Later in the film, when it innocuously yet fatefully transpires that Dwayne is colourblind and therefore will never be able to fly planes, he experiences a total meltdown of failure – his heart drops, his face cracks, he pounds on the inside of the van, and once they’ve pulled over he sprints out, wanting to get far away from the family he knows would suffocate him now, to experience grief for the death of his dreams, and he lets out an animalistic, guttural howl into the California desert. The first noise he has uttered in nine months, that vow of silence all ultimately for nothing. Dwayne’s dream is dead, and he has (unknowingly, yet inevitably) killed it.

FRANK
From when we meet him sat in a wheelchair, wrists bandaged, looking tearfully from a hospital window, Frank (Steve Carrell) embodies a combination of ultimate failures – queer suicidality. After falling for one of his grad students (‘It was a boy?? You fell in love with a boy??’, asks Olive, eyes wide), only for that student to ignore him and run off with a career rival (‘The second-most-highly-regarded Proust scholar in the US’ – ‘Who’s the first?’ – ‘That would be me.’), Frank, in a rage of betrayal and rejection, gets himself fired from his job and made homeless.* Finally, his career rival is rewarded a prestigious grant and this is when Franks decides that these tragic, ostentatious, spiralling failures must be ended by his own hand – ‘And I failed at that as well,’ he notes acerbically at the dinner table.
And the family do not readily let him get over this. Frank is surrounded by awkward people uncomfortable with not only his suicidalness, but the particular queerness of the drama that led to it. After bringing him into the home Sheryl lets him settle in with an ‘uh, just leave the door open. That’s important.’ Edwin regularly makes homophobic digs. Dwayne writes ‘Please don’t kill yourself tonight’ on his pad before they go to sleep. Richard tried to turn his discomfort into both an insult to Frank and a lecture for Olive, ‘He gave up on himself – which is something that winners never do.’ Frank’s acceptance of the ultimate failure (suicide) is incompatible with Richard’s philosophy of winners and losers, just as the perceived (queer) melodrama of his tragic life events and emotional torment feels incompatible with a productive role in this family, and indeed in America at large. His failure and his queerness are inextricably linked.

The Hollywood-ness of the film takes its toll on Frank, for the better. He is visibly lit up when he spars with the coarse and crude Edwin, or when he winds up Richard.

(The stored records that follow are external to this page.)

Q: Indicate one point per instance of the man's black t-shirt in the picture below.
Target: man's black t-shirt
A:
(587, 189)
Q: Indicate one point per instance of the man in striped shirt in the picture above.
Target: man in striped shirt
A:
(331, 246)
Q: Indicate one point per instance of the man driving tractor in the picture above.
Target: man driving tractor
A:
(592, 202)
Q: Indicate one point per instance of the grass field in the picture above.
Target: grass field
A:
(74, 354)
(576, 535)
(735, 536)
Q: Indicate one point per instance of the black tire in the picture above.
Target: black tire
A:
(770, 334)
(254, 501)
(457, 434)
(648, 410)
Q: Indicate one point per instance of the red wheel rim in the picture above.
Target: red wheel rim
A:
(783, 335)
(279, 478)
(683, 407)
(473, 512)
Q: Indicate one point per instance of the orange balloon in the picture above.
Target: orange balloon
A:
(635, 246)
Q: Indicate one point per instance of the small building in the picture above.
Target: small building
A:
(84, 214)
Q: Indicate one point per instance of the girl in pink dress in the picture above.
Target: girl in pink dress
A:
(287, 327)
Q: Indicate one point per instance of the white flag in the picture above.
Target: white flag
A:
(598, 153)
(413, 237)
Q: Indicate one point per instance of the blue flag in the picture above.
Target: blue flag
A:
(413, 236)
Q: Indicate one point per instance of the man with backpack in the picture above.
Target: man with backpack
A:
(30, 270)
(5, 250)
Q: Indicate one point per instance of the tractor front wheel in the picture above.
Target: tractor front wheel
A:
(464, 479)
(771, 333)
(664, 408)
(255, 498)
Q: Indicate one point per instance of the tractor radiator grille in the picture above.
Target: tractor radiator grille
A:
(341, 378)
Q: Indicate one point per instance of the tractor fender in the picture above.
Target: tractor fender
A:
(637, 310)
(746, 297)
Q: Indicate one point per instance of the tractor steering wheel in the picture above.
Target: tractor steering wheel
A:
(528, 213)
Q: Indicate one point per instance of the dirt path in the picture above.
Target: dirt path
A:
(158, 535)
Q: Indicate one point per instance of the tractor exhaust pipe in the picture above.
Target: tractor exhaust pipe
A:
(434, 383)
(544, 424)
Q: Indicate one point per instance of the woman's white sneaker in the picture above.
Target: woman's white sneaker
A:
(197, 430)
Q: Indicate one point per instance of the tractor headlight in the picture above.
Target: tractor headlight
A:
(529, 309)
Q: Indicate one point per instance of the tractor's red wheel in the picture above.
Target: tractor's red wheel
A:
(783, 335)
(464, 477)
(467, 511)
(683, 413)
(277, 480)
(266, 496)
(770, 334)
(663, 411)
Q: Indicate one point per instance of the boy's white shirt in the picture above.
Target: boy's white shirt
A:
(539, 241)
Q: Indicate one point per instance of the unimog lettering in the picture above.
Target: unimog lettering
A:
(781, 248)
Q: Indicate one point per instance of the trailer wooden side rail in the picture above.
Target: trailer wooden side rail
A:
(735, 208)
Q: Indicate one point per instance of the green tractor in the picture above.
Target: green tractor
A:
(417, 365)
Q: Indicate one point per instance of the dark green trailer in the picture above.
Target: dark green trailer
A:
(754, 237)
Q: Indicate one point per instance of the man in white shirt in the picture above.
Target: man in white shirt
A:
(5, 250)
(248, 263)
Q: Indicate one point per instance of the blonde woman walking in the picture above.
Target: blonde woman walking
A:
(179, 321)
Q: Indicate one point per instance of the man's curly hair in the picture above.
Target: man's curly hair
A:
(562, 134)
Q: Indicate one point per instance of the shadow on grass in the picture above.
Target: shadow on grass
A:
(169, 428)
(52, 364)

We feel like his depression is alleviated when he is relishing in the novel joy of having to help get the van moving, and we are moved by the camaraderie he develops as he gradually becomes part of the family. Over a matter of days, he transforms from a jaded and exhausted queer with his wrists bandaged, to a man (at least temporarily) experiencing a less harmful catharsis, dancing unafraid with his new family (wrists still bandaged).
*When Frank is telling this story at the dinner table Edwin obnoxiously blows his nose at this point. Frank shoots him a look.